You should not interprete polynomials over a field $$F$$ as a map/ function from $$F$$ to $$F$$.

A polynomial is a formal linear combination over $$F$$ of the monomials $$x^i$$. So, first of all, all monomials are also polynomials. Examples are $$x^2, x^3, x$$ or $$0$$. Linear combinations of those monomials are finite sums of such monomials, where you are allowed to multiply each monomial with a coefficient $$a_i \in F$$. For $$F=\mathbb R$$, examples are $$x^2, 3x^2-5, x^3-7x$$ or $$x^6+x^2-4$$. One important point is that you do not allow infinite sums of monomials.

You can add polynomials (as it is neccesary for a vector space). If you have polynomials $$p(x)=a_0 + a_1 x + a_2 x^2 + \dots a_n x^n$$ and $$q(x) = b_0 + b_1x + \dots +b_mx^m$$ (so all $$a_i$$ and $$b_i$$ are elements of $$F$$), you can add those two to obtain $$(p+q)(x) = \sum_{i=0}^{\max(m,n)} (a_i+b_i)x^i$$ where we set all $$a_i$$ and $$b_i$$ not already defined to $$0$$.

You can also multiply $$p$$ with a scalar $$\alpha \in F$$: $$(\alpha p)(x) = \sum_{i=1}^n (\alpha a_i)x^i$$

So why is a polynomial not a map?

Given a polynomial $$p(x)\in F[x]$$, we can define a map $$\sigma_p\colon F \to F, a \mapsto p(a)$$. If you think of the polynomial $$x^2$$ as a parabola, you consider this map. But this map is not the same as $$p(x)$$. For example, take $$F=\mathbb Z / 2\mathbb Z$$, the field with two elements. Then the polynomials $$p(x) = x^2$$ and $$q(x) = x$$ are different (since they have different coefficients), but the evaluation maps $$\sigma_p\colon \mathbb Z / 2\mathbb Z \to \mathbb Z / 2\mathbb Z, x\mapsto x^2$$ and $$\sigma_q \colon \mathbb Z / 2\mathbb Z \to \mathbb Z / 2\mathbb Z, x\mapsto x$$ are the same (since $$x^2=x$$ for all $$x \in \mathbb Z / 2\mathbb Z$$).

A polynomial with coefficients in the field $$F$$ in the variable $$X$$ is an expression of the sort $$P(X)=a_o+a_1X+a_2X^2+\cdots+a_dX^d$$ where the coefficients $$a_i\in F$$. Polynomials can be added and multiplied in the usual way to give other polynomials as result. A polynomial can also be multiplied by a scalar (i.e. an element of $$F$$) and a result is a polynomial.

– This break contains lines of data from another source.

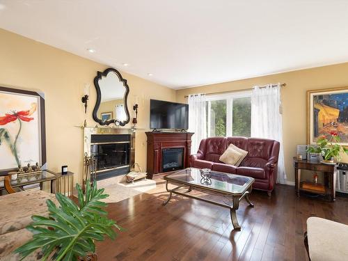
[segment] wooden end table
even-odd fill
[[[295,189],[297,196],[300,196],[301,191],[304,191],[323,195],[330,201],[335,200],[337,175],[337,166],[335,164],[329,165],[306,159],[297,159],[296,157],[294,157],[294,166],[295,170]],[[321,191],[315,189],[316,184],[313,182],[306,183],[313,183],[313,188],[314,189],[303,188],[305,183],[301,182],[301,170],[324,172],[324,184],[317,185],[323,185],[324,190]]]

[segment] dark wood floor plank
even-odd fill
[[[308,260],[303,243],[309,216],[348,223],[348,198],[334,203],[301,196],[293,187],[276,185],[271,198],[253,191],[255,207],[244,200],[235,231],[228,209],[194,199],[166,198],[164,184],[107,207],[126,229],[115,240],[97,242],[98,260]]]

(In fact there's a more formal definition of polynomials, but let's ignore it for now)

There's a notion of degree of a polynomial. The polynomial $$P(X)$$ written above has degree $$\deg(P(X))=d$$ provided $$a_d\neq0$$. The degree of a polynomial is well-behaved under the operations described above, namely $$\deg(P+Q)\leq\max(\deg(P),\deg(Q)),\ \deg(PQ)=\deg(P)+\deg(Q),\ \deg(aP)=\deg(P)$$ as long as $$a\neq0$$. The first and last such relations for the degree imply that if we let $$P_m(X)=\{\text{polynomials P(X) such that \deg(P)\leq m}\}$$ then $$P_m(X)$$ is closed under addition and multiplication by scalars. A straightforward exercise shows then that $$P_m(X)$$ is a linear space.